I’d actually prefer pre preg as it’s easier to work with, and money isn’t the issue. My concern is that due to the varying thickness in certain locations inside both ends, it may be difficult to get both fiber and resin to properly fill those areas adequately using pre preg.

In the following picture I’ve shown arrows where there are exposed edges that are seen, so this top edge needs to be cosmetically perfect both visually and dimensionally on the lower hand guard.

In these next two pictures of the lower hand guard you can see where there are critical surfaces on the front that need to be formed dimensionally to within +/- .030”. There are similar critical surfaces on the back end, as well on the inside on both ends.

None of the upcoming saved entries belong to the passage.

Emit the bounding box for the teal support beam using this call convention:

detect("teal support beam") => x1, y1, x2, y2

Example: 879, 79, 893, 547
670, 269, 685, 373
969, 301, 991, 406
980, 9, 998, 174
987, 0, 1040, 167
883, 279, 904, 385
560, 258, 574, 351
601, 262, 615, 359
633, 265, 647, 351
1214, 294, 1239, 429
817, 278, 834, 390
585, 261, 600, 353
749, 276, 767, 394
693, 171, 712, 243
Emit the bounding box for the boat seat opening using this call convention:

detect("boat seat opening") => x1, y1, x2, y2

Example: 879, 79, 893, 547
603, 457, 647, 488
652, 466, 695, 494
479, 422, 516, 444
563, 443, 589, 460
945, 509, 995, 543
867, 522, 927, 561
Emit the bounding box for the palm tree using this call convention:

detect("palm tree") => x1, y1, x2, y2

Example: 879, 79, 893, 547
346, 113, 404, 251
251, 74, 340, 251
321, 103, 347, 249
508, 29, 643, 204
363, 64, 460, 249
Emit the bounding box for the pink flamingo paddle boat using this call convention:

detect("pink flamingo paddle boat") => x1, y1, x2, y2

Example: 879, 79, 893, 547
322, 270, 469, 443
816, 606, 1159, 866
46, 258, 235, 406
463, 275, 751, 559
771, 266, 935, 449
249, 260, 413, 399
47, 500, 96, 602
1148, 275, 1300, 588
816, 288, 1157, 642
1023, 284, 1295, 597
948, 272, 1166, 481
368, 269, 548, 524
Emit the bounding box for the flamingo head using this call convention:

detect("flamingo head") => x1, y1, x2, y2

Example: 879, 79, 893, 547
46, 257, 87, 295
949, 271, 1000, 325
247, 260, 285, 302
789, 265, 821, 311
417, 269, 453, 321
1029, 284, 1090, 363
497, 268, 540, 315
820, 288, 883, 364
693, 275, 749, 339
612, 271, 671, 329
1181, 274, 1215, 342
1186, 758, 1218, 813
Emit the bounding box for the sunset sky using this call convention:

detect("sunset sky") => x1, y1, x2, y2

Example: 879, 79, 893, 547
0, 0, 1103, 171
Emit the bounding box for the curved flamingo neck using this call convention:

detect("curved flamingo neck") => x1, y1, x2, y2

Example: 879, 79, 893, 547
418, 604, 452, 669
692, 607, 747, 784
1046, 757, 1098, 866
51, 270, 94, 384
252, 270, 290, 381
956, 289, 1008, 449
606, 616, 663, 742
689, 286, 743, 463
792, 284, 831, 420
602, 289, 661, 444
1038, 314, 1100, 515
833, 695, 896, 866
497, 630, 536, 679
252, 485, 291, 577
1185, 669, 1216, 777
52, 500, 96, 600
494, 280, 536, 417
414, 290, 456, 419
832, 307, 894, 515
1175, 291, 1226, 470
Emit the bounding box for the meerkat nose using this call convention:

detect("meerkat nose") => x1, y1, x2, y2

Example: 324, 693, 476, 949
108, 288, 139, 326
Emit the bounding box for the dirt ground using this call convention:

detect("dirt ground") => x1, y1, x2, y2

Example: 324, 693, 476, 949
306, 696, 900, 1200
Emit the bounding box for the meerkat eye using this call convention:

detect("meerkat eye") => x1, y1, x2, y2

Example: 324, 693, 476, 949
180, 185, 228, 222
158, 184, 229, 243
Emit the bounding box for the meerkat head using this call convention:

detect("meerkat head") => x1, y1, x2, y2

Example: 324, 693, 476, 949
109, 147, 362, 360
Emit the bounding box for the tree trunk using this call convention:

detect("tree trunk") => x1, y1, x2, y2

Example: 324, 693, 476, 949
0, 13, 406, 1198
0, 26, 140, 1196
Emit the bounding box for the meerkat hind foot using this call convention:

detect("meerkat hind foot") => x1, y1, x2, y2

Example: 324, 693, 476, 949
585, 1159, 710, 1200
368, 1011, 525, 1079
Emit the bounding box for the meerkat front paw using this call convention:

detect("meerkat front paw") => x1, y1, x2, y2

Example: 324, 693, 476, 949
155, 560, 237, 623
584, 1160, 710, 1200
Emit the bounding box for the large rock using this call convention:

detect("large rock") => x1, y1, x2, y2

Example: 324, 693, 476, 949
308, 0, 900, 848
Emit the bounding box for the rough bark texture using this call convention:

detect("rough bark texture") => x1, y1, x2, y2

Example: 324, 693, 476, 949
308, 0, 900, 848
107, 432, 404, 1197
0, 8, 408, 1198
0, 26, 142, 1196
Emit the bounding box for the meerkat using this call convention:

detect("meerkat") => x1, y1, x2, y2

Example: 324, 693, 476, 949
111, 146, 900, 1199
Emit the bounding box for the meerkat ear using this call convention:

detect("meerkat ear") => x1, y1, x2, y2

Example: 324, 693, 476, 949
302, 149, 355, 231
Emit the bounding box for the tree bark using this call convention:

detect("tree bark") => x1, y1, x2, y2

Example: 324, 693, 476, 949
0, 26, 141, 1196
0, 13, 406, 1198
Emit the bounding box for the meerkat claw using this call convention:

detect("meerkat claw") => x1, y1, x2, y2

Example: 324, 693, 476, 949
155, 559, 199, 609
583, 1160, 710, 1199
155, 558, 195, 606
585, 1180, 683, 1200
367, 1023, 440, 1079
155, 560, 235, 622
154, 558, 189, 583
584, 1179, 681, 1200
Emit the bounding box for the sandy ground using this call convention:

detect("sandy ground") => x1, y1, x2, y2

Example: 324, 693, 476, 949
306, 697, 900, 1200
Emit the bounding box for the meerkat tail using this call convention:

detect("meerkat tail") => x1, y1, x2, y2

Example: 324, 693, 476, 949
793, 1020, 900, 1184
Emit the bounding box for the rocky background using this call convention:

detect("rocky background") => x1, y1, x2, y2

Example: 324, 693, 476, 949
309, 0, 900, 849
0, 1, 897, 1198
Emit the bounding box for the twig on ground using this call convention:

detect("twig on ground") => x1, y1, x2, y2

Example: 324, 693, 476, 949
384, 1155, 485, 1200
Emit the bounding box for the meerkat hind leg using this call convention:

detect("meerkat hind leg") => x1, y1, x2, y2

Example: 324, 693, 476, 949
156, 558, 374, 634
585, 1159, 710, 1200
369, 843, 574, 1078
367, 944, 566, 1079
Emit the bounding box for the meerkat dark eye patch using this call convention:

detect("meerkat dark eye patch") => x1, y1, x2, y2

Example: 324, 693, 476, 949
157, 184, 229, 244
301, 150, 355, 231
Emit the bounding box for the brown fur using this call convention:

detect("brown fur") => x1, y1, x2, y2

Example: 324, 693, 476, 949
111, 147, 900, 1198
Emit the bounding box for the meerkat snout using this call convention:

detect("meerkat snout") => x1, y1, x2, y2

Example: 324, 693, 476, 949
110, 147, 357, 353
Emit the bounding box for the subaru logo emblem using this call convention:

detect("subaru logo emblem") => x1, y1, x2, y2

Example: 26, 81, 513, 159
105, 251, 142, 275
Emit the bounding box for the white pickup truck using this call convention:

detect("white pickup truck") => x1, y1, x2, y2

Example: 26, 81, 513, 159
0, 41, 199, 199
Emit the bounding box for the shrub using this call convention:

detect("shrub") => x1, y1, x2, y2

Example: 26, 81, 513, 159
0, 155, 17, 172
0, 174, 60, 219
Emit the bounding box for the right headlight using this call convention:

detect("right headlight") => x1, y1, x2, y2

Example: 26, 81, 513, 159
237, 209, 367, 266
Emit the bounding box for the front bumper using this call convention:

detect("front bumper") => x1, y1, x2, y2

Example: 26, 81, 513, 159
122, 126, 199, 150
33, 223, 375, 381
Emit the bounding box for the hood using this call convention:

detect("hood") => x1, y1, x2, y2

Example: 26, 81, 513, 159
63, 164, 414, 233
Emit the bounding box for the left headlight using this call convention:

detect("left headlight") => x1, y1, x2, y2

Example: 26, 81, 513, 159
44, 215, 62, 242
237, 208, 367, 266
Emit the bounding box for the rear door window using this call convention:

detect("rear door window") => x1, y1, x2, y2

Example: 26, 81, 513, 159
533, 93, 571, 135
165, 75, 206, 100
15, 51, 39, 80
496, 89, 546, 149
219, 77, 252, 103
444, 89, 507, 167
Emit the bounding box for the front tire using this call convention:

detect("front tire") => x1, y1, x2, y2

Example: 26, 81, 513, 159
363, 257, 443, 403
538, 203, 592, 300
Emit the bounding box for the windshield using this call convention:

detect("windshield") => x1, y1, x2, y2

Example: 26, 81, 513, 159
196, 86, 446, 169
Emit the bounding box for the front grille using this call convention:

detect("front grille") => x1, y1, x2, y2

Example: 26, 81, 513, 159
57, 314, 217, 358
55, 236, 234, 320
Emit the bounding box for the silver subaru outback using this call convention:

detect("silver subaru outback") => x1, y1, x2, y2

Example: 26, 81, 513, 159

In the next three CAD renderings you can see arrows pointing to an upside down isometric view of the upper hand guard where there are also similar critical surfaces on the back and front end, as well as inside.

I’m about half way through making the plugs for these two parts and my next step is doing the split molds.

I’m using rapid prototypes on the plugs, as I find they are dimensionally more stable in terms of twist, bow and warping than production injection molded parts. And they are of a material that lends itself to making changes using body putty and accept gel coat nicely. I’m also making these where the vents in the sides will be CNC machined in afterward and then be clear coated on the finished production parts.

I sincerely appreciate your input here, as I have no real clue what I’m doing, other than what I’ve seen watching videos!

Sam,

You’ll see some pictures below of one of the components I’m producing using 7 plys of .023” birch veneer that is 0°/90° cross banded, then has an 8th ply of exotic hard for the face veneer. This is formed over a mandrel using urea-formaldehyde adhesive in a vacuum bag.

Once formed, they are put into a vacuum chamber and infused with liquid acrylic then baked to cure the acrylic. This plasticizes the wood making extremely durable and the only finishing required is with a buffing wheel and polishing compound. Trimming for the outer edges and ends, along with the vents are then machined on a CNC router.

The advantage of using veneers is it makes a wood component that has great dimensional stability, with no warp, twist or bow, without spiting or cracking.